Perhaps, dear citizen who permits and pays his hang-dogs to lace the jacket for you - perhaps you are unacquainted with the jacket. Let me describe, it, so that you will understand the method by which I achieved death in life, became a temporary master of time and space, and vaulted the prison walls to rove among the stars.
Have you ever seen canvas tarpaulins or rubber blankets with brass eyelets set in along the edges? Then imagine a piece of stout canvas, some four and one-half feet in length, with large and heavy brass eyelets running down both edges. The width of this canvas is never the full girth of the human body it is to surround. The width is also irregular - broadest at the shoulders, next broadest at the hips, and narrowest at the waist.
The jacket is spread on the floor. The man who is to be punished, or who is to be tortured for confession, is told to lie face-downward on the flat canvas. If he refuses, he is man-handled. After that he lays himself down with a will, which is the will of the hang-dogs, which is your will, dear citizen, who feeds and fees the hang-dogs for doing this thing for you.

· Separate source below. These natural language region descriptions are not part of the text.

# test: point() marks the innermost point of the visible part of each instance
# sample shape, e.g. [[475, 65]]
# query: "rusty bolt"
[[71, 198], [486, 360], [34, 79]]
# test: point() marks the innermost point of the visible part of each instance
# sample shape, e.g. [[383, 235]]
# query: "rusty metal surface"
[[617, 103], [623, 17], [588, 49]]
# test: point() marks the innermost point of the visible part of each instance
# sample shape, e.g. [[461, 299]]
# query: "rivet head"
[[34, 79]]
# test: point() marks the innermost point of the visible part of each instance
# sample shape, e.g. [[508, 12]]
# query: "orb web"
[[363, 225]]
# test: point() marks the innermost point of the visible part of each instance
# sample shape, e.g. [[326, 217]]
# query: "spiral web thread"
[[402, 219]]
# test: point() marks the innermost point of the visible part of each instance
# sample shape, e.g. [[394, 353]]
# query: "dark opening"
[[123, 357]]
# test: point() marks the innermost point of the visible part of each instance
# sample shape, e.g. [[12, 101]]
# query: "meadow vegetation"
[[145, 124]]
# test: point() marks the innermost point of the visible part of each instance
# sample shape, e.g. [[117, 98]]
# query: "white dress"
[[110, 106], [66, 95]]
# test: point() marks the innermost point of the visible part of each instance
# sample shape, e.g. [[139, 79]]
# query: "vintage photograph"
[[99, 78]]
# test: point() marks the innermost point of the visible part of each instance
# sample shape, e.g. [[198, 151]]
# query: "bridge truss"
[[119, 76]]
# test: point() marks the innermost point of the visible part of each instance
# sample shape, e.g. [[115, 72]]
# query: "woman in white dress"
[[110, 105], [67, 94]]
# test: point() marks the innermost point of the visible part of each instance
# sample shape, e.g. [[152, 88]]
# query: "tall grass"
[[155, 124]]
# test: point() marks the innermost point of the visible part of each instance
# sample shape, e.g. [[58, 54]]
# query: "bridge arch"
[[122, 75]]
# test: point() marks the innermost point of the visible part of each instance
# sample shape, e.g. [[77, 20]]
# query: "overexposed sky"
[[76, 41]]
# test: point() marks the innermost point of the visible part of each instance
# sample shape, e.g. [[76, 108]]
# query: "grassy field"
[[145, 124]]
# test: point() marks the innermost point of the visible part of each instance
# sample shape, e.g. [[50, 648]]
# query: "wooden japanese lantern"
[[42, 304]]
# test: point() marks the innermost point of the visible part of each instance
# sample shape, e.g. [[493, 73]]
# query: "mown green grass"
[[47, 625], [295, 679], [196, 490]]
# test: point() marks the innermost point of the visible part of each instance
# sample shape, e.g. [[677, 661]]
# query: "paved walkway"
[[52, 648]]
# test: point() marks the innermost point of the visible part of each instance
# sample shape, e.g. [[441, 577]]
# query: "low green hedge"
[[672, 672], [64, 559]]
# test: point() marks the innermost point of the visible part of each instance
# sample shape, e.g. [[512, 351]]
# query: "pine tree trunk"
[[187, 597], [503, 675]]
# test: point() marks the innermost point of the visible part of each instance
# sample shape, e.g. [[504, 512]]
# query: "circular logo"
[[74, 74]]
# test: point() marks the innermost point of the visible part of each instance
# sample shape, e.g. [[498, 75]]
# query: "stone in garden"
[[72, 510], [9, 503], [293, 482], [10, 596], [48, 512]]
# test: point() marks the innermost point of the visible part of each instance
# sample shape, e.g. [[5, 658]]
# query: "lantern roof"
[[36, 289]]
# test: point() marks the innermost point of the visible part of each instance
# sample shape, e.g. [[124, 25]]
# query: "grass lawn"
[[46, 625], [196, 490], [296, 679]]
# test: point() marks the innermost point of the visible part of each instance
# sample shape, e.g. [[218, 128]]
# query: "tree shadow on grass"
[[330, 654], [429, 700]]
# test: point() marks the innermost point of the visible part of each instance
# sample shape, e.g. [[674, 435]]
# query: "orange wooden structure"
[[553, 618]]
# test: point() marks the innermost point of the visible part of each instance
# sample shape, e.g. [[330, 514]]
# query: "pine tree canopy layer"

The man lies face-downward. The edges of the jacket are brought as nearly together as possible along the centre of the man's back. Then a rope, on the principle of a shoe-lace, is run through the eyelets, and on the principle of a shoe-lacing the man is laced in the canvas. Only he is laced more severely than any person ever laces his shoe. They call it "cinching" in prison lingo. On occasion, when the guards are cruel and vindictive, or when the command has come down from above, in order to insure the severity of the lacing the guards press with their feet into the man's back as they draw the lacing tight.